Microstructure evolution and reaction mechanism of microporous carbon derived SiC ceramic

The process of reaction of silicon carbide ceramics derived from microporous carbon was investigated. The reaction mechanism was also analyzed. The ultimate microstructure of SiC ceramics are affected by the mass ratio of C to Si and infiltration time. Composite materials, which consist of SiC, Si and a small fraction of unreacted C, are obtained when the mass ratio of C to Si is higher whereas partial infiltration occurs when the mass ratio of C to Si is lower. Composite materials demonstrates many uniformly distributed strip-shaped SiC grains in certain region at transitional stage of reaction, and shows irregular SiC grains and an obvious bimodal distribution of grain size at terminal stage of reaction.

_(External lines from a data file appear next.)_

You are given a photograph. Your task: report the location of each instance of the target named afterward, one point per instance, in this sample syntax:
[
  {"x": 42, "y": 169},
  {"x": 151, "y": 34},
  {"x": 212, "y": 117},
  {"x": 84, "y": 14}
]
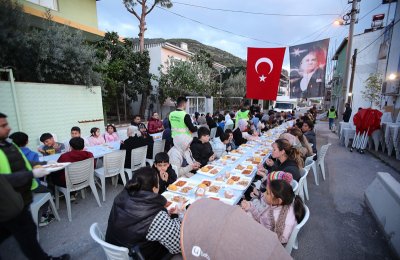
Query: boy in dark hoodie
[
  {"x": 166, "y": 175},
  {"x": 201, "y": 147}
]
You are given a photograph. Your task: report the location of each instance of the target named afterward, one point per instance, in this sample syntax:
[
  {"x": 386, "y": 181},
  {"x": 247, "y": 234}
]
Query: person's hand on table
[
  {"x": 164, "y": 176},
  {"x": 39, "y": 172},
  {"x": 245, "y": 205}
]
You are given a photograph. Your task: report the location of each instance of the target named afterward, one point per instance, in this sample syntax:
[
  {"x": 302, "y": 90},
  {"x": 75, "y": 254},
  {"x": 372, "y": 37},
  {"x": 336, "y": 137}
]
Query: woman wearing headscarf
[{"x": 181, "y": 157}]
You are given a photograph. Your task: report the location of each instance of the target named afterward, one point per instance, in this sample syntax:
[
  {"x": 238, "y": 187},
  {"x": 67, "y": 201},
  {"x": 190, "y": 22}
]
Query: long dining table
[{"x": 227, "y": 178}]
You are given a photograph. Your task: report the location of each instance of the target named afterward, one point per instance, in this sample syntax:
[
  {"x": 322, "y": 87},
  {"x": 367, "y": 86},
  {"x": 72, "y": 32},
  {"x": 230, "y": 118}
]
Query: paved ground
[{"x": 340, "y": 225}]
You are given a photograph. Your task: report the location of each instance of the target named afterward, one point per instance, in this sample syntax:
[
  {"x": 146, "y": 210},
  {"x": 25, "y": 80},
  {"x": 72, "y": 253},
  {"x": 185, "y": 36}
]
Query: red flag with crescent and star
[{"x": 264, "y": 66}]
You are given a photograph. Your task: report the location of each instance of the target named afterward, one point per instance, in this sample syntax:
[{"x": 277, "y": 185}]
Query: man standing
[
  {"x": 347, "y": 113},
  {"x": 332, "y": 114},
  {"x": 180, "y": 121},
  {"x": 243, "y": 113},
  {"x": 18, "y": 172}
]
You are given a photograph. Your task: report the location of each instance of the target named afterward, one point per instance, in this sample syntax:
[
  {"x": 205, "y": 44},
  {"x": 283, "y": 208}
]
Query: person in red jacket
[
  {"x": 75, "y": 155},
  {"x": 155, "y": 124}
]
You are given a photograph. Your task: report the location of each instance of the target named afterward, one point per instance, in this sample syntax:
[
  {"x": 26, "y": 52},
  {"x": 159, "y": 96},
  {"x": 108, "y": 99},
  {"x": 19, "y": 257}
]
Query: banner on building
[
  {"x": 307, "y": 69},
  {"x": 264, "y": 66}
]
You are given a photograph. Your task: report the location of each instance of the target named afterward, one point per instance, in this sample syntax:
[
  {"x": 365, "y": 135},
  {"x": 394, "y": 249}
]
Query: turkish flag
[{"x": 264, "y": 66}]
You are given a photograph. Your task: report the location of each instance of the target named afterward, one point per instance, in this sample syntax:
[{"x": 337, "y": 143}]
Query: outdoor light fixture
[{"x": 392, "y": 76}]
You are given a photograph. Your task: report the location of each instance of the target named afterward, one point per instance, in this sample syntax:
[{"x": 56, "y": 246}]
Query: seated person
[
  {"x": 95, "y": 137},
  {"x": 50, "y": 145},
  {"x": 219, "y": 145},
  {"x": 111, "y": 134},
  {"x": 166, "y": 175},
  {"x": 76, "y": 154},
  {"x": 282, "y": 211},
  {"x": 139, "y": 218},
  {"x": 75, "y": 132},
  {"x": 181, "y": 156},
  {"x": 238, "y": 132},
  {"x": 287, "y": 159},
  {"x": 155, "y": 124},
  {"x": 201, "y": 147},
  {"x": 134, "y": 140},
  {"x": 21, "y": 139},
  {"x": 308, "y": 131}
]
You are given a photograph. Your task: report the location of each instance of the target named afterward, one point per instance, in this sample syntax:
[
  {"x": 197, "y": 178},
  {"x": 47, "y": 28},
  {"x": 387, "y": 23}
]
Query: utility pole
[
  {"x": 353, "y": 70},
  {"x": 353, "y": 13}
]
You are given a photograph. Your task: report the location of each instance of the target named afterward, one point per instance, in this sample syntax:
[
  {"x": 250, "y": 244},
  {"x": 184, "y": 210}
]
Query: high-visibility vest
[
  {"x": 178, "y": 126},
  {"x": 5, "y": 167},
  {"x": 241, "y": 115},
  {"x": 332, "y": 114}
]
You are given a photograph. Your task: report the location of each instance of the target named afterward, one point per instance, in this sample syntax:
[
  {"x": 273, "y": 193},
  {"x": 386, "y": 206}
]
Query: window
[{"x": 51, "y": 4}]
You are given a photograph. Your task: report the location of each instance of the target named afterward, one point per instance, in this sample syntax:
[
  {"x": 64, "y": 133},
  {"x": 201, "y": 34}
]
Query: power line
[
  {"x": 366, "y": 47},
  {"x": 248, "y": 12},
  {"x": 219, "y": 29}
]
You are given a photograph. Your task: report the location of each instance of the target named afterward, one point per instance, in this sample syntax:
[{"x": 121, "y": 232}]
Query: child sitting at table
[
  {"x": 111, "y": 134},
  {"x": 95, "y": 137},
  {"x": 201, "y": 147},
  {"x": 75, "y": 155},
  {"x": 50, "y": 145},
  {"x": 282, "y": 212},
  {"x": 166, "y": 175}
]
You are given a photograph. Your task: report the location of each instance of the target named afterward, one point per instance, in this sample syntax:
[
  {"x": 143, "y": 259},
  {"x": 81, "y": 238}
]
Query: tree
[
  {"x": 141, "y": 16},
  {"x": 125, "y": 73},
  {"x": 373, "y": 89},
  {"x": 180, "y": 78}
]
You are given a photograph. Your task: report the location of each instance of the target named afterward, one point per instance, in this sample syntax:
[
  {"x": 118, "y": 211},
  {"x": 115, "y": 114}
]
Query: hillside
[{"x": 218, "y": 55}]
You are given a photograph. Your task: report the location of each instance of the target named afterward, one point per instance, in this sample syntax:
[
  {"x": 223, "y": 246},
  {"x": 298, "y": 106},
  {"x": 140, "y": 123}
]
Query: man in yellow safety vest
[{"x": 180, "y": 121}]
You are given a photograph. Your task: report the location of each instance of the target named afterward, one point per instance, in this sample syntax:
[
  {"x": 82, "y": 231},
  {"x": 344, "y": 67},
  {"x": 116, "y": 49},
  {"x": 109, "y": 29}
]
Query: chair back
[
  {"x": 114, "y": 163},
  {"x": 230, "y": 126},
  {"x": 213, "y": 132},
  {"x": 322, "y": 152},
  {"x": 112, "y": 252},
  {"x": 293, "y": 242},
  {"x": 158, "y": 147},
  {"x": 79, "y": 174},
  {"x": 138, "y": 158},
  {"x": 300, "y": 188}
]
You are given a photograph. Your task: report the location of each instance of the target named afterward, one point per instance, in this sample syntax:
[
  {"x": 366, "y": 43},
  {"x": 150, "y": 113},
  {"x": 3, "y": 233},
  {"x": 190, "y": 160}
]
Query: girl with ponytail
[
  {"x": 139, "y": 218},
  {"x": 288, "y": 159},
  {"x": 283, "y": 210}
]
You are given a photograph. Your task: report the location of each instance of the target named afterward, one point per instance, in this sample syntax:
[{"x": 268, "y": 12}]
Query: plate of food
[
  {"x": 182, "y": 186},
  {"x": 54, "y": 166},
  {"x": 238, "y": 182},
  {"x": 210, "y": 170}
]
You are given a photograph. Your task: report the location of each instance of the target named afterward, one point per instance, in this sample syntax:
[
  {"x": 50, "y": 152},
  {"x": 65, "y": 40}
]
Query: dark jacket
[
  {"x": 154, "y": 125},
  {"x": 162, "y": 185},
  {"x": 287, "y": 166},
  {"x": 238, "y": 137},
  {"x": 201, "y": 152},
  {"x": 130, "y": 219},
  {"x": 133, "y": 142},
  {"x": 310, "y": 135}
]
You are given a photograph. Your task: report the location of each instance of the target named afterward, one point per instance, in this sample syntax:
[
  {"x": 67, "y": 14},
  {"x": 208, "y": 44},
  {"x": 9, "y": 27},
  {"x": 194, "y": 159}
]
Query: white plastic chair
[
  {"x": 303, "y": 189},
  {"x": 138, "y": 160},
  {"x": 293, "y": 242},
  {"x": 78, "y": 175},
  {"x": 112, "y": 252},
  {"x": 158, "y": 147},
  {"x": 213, "y": 132},
  {"x": 113, "y": 165},
  {"x": 230, "y": 126},
  {"x": 321, "y": 158},
  {"x": 310, "y": 163}
]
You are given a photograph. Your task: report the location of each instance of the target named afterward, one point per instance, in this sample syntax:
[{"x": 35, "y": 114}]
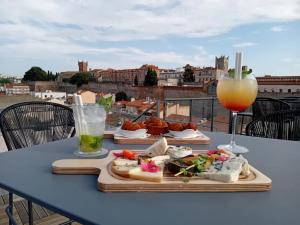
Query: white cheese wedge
[
  {"x": 179, "y": 152},
  {"x": 160, "y": 160},
  {"x": 138, "y": 174},
  {"x": 158, "y": 148},
  {"x": 124, "y": 162},
  {"x": 122, "y": 171},
  {"x": 229, "y": 173},
  {"x": 245, "y": 165}
]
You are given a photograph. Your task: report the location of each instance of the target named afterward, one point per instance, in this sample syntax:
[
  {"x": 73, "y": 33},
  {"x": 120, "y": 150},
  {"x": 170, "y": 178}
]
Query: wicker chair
[
  {"x": 279, "y": 125},
  {"x": 32, "y": 123},
  {"x": 264, "y": 106}
]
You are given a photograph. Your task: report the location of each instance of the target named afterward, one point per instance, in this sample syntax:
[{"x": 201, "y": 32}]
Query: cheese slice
[
  {"x": 160, "y": 160},
  {"x": 138, "y": 174},
  {"x": 158, "y": 148},
  {"x": 124, "y": 162},
  {"x": 229, "y": 173},
  {"x": 122, "y": 171}
]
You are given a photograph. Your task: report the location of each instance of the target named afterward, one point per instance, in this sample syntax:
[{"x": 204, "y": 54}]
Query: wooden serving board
[
  {"x": 110, "y": 182},
  {"x": 172, "y": 141}
]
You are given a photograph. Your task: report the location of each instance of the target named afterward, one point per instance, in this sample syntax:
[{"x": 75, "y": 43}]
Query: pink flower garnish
[
  {"x": 150, "y": 167},
  {"x": 118, "y": 154},
  {"x": 210, "y": 152},
  {"x": 223, "y": 158}
]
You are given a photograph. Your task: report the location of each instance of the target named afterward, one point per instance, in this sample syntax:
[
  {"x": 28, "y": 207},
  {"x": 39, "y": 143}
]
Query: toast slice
[
  {"x": 158, "y": 148},
  {"x": 138, "y": 174},
  {"x": 122, "y": 171},
  {"x": 124, "y": 162}
]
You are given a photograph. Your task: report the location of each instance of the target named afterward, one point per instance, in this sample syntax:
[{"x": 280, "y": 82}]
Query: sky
[{"x": 55, "y": 34}]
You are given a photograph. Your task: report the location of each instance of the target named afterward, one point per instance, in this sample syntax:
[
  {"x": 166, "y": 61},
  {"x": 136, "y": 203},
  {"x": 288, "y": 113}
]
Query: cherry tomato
[{"x": 129, "y": 154}]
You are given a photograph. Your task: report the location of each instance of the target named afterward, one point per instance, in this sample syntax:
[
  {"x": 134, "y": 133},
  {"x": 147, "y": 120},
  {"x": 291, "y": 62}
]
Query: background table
[{"x": 27, "y": 172}]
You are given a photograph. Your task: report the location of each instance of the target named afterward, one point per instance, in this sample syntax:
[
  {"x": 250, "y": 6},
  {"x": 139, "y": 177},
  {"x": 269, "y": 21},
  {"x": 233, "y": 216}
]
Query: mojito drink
[
  {"x": 90, "y": 125},
  {"x": 90, "y": 143}
]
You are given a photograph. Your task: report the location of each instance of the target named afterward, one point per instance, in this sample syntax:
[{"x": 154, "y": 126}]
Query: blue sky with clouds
[{"x": 54, "y": 34}]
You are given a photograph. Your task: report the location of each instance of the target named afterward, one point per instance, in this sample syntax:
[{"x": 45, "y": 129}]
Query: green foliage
[
  {"x": 36, "y": 73},
  {"x": 121, "y": 96},
  {"x": 81, "y": 78},
  {"x": 106, "y": 102},
  {"x": 231, "y": 73},
  {"x": 151, "y": 78},
  {"x": 188, "y": 75}
]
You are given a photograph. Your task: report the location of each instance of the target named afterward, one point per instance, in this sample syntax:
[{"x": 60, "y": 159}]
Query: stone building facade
[
  {"x": 126, "y": 75},
  {"x": 278, "y": 84},
  {"x": 221, "y": 63}
]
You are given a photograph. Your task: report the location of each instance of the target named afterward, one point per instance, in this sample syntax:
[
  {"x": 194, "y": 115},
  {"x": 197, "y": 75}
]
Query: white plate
[
  {"x": 188, "y": 133},
  {"x": 140, "y": 133}
]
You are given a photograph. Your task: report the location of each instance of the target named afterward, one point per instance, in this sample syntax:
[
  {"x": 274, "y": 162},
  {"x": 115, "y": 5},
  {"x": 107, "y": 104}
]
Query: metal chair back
[
  {"x": 31, "y": 123},
  {"x": 263, "y": 106},
  {"x": 279, "y": 125}
]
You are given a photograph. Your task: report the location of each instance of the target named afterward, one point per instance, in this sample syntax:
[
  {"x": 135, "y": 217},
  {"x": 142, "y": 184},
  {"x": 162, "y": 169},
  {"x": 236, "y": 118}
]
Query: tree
[
  {"x": 81, "y": 78},
  {"x": 4, "y": 80},
  {"x": 231, "y": 73},
  {"x": 121, "y": 96},
  {"x": 136, "y": 82},
  {"x": 188, "y": 75},
  {"x": 150, "y": 78},
  {"x": 35, "y": 73}
]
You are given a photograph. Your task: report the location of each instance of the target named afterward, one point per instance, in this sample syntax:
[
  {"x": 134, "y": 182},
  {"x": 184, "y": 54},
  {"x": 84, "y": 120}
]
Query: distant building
[
  {"x": 171, "y": 74},
  {"x": 64, "y": 77},
  {"x": 88, "y": 97},
  {"x": 278, "y": 84},
  {"x": 83, "y": 66},
  {"x": 42, "y": 86},
  {"x": 221, "y": 63},
  {"x": 168, "y": 82},
  {"x": 126, "y": 75},
  {"x": 48, "y": 94},
  {"x": 136, "y": 107},
  {"x": 207, "y": 74},
  {"x": 16, "y": 89}
]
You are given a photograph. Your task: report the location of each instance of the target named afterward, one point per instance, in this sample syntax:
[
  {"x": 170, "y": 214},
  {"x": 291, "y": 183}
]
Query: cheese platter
[{"x": 165, "y": 168}]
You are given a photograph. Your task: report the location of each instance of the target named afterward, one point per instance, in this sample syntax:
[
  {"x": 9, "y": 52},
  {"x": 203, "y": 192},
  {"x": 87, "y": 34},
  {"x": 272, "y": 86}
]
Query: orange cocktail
[{"x": 237, "y": 94}]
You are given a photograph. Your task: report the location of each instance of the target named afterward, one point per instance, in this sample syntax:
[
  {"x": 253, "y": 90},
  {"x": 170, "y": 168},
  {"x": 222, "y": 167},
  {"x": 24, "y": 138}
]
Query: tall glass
[
  {"x": 236, "y": 95},
  {"x": 90, "y": 126}
]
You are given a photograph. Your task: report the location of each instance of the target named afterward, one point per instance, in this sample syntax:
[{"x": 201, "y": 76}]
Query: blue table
[{"x": 27, "y": 172}]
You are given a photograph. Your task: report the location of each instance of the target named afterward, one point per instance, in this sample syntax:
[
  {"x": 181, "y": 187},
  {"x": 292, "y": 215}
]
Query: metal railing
[{"x": 190, "y": 102}]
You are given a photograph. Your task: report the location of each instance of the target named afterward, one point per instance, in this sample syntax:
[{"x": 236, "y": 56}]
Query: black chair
[
  {"x": 263, "y": 106},
  {"x": 32, "y": 123},
  {"x": 260, "y": 107},
  {"x": 279, "y": 125}
]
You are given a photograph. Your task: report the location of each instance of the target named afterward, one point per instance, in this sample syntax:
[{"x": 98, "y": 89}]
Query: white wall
[{"x": 276, "y": 88}]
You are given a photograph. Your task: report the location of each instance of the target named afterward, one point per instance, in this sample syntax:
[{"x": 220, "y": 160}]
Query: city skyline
[{"x": 167, "y": 33}]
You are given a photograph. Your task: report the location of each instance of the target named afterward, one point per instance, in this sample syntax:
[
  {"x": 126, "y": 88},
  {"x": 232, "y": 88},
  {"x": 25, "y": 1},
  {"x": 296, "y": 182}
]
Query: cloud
[
  {"x": 141, "y": 19},
  {"x": 277, "y": 28},
  {"x": 244, "y": 44},
  {"x": 67, "y": 29},
  {"x": 286, "y": 60}
]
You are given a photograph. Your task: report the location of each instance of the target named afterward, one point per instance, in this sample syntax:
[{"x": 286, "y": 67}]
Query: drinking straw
[
  {"x": 81, "y": 119},
  {"x": 238, "y": 66}
]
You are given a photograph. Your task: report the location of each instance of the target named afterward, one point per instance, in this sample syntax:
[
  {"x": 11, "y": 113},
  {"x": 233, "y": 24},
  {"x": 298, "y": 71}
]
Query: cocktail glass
[
  {"x": 90, "y": 126},
  {"x": 236, "y": 94}
]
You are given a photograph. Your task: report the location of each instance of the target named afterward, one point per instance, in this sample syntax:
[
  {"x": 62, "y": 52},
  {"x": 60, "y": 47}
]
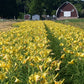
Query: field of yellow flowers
[{"x": 42, "y": 52}]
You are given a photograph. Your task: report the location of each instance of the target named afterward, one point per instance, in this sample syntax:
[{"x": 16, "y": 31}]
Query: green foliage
[{"x": 9, "y": 8}]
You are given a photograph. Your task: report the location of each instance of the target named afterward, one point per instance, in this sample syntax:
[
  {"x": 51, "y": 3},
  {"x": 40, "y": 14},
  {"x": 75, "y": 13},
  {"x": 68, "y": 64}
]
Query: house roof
[{"x": 67, "y": 3}]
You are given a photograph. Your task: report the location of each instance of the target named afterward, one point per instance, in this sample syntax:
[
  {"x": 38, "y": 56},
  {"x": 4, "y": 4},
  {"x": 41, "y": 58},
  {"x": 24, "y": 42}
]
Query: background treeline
[{"x": 17, "y": 8}]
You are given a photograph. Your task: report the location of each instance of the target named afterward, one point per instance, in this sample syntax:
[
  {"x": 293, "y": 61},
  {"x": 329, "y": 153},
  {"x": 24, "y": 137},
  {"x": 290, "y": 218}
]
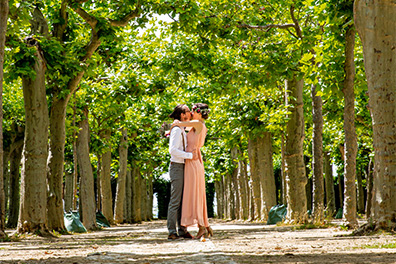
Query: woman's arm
[{"x": 194, "y": 123}]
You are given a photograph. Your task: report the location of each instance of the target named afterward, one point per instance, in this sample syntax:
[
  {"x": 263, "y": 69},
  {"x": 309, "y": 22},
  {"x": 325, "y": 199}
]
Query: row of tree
[{"x": 99, "y": 80}]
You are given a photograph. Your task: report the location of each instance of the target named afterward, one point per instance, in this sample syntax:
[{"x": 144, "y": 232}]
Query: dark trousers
[{"x": 176, "y": 173}]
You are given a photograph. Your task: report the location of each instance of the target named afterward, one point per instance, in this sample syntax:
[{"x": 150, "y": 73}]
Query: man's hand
[
  {"x": 195, "y": 154},
  {"x": 175, "y": 123}
]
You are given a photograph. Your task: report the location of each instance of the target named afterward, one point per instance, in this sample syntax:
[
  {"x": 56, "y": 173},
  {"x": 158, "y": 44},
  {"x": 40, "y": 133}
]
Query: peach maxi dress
[{"x": 194, "y": 209}]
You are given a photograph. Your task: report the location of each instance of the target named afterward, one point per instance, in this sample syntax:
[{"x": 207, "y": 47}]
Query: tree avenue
[{"x": 88, "y": 87}]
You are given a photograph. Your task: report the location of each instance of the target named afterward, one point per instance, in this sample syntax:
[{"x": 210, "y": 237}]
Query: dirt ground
[{"x": 233, "y": 242}]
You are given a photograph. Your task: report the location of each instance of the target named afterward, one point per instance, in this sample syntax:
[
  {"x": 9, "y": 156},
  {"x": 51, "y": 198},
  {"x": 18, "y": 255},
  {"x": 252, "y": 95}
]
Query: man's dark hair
[
  {"x": 203, "y": 109},
  {"x": 179, "y": 109}
]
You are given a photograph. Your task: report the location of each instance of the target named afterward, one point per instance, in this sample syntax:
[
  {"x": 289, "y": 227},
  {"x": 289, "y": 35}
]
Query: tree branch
[
  {"x": 92, "y": 21},
  {"x": 59, "y": 28},
  {"x": 265, "y": 27},
  {"x": 296, "y": 25},
  {"x": 124, "y": 21}
]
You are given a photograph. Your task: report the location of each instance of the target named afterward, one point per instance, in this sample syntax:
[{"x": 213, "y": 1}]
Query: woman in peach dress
[{"x": 194, "y": 210}]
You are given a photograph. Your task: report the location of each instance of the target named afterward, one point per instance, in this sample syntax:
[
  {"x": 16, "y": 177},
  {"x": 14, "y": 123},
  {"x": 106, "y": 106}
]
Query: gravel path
[{"x": 234, "y": 242}]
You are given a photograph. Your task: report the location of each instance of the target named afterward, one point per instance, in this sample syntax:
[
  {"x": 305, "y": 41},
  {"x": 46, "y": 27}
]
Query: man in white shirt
[{"x": 177, "y": 146}]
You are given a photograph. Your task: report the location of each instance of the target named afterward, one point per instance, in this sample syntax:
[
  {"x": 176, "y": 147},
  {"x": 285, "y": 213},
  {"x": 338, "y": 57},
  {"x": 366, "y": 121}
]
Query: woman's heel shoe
[
  {"x": 201, "y": 232},
  {"x": 209, "y": 231}
]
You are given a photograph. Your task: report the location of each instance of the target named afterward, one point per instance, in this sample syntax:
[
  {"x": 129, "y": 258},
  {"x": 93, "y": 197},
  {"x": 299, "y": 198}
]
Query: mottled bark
[
  {"x": 150, "y": 197},
  {"x": 87, "y": 194},
  {"x": 55, "y": 164},
  {"x": 255, "y": 177},
  {"x": 3, "y": 30},
  {"x": 360, "y": 192},
  {"x": 105, "y": 177},
  {"x": 235, "y": 185},
  {"x": 15, "y": 157},
  {"x": 128, "y": 196},
  {"x": 33, "y": 206},
  {"x": 243, "y": 187},
  {"x": 283, "y": 173},
  {"x": 120, "y": 194},
  {"x": 294, "y": 155},
  {"x": 317, "y": 157},
  {"x": 219, "y": 199},
  {"x": 261, "y": 168},
  {"x": 375, "y": 24},
  {"x": 144, "y": 198},
  {"x": 136, "y": 194},
  {"x": 369, "y": 186},
  {"x": 329, "y": 181},
  {"x": 75, "y": 159},
  {"x": 349, "y": 210},
  {"x": 98, "y": 181},
  {"x": 6, "y": 178},
  {"x": 68, "y": 191},
  {"x": 15, "y": 176}
]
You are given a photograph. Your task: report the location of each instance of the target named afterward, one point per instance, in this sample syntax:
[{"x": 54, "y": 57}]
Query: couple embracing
[{"x": 187, "y": 205}]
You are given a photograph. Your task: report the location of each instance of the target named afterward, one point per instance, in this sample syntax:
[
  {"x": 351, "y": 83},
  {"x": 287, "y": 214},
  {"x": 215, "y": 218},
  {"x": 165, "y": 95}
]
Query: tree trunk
[
  {"x": 3, "y": 30},
  {"x": 244, "y": 188},
  {"x": 6, "y": 177},
  {"x": 219, "y": 199},
  {"x": 14, "y": 196},
  {"x": 255, "y": 177},
  {"x": 349, "y": 211},
  {"x": 17, "y": 139},
  {"x": 283, "y": 171},
  {"x": 128, "y": 196},
  {"x": 75, "y": 159},
  {"x": 105, "y": 177},
  {"x": 317, "y": 158},
  {"x": 294, "y": 156},
  {"x": 98, "y": 181},
  {"x": 375, "y": 23},
  {"x": 120, "y": 194},
  {"x": 260, "y": 156},
  {"x": 360, "y": 192},
  {"x": 136, "y": 194},
  {"x": 55, "y": 164},
  {"x": 87, "y": 194},
  {"x": 229, "y": 205},
  {"x": 33, "y": 207},
  {"x": 68, "y": 191},
  {"x": 329, "y": 181},
  {"x": 150, "y": 197},
  {"x": 369, "y": 187},
  {"x": 143, "y": 201}
]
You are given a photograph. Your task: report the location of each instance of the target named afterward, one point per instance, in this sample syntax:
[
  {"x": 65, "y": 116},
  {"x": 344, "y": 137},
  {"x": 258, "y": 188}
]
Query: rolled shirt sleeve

The process of silicon-carbon reaction can be described as follows, melted Si ascends via capillary of micropore carbon and reacts with contacted carbon forming SiC. Size difference of pore and carbon wall induces difference of the infiltration deep of melted Si within micropore carbon and thicknesses of the dissolved carbon layer, respectively. As a result, some carbon particles are embedded in SiC grain and pore channel system is restructured. New pore channel with bigger pore size are formed, which accelerates infiltration rate of melted Si. Then the unreacted carbons embedded in SiC grain are firstly diffuse through the SiC layer and dissolved in the Si melt, and then deposits on the first SiC formed. Finally, liquid epitaxial growth of SiC causes coalescence of SiC grains and envelopment of some Si in SiC grains, resulting in change of microstructure of SiC ceramics.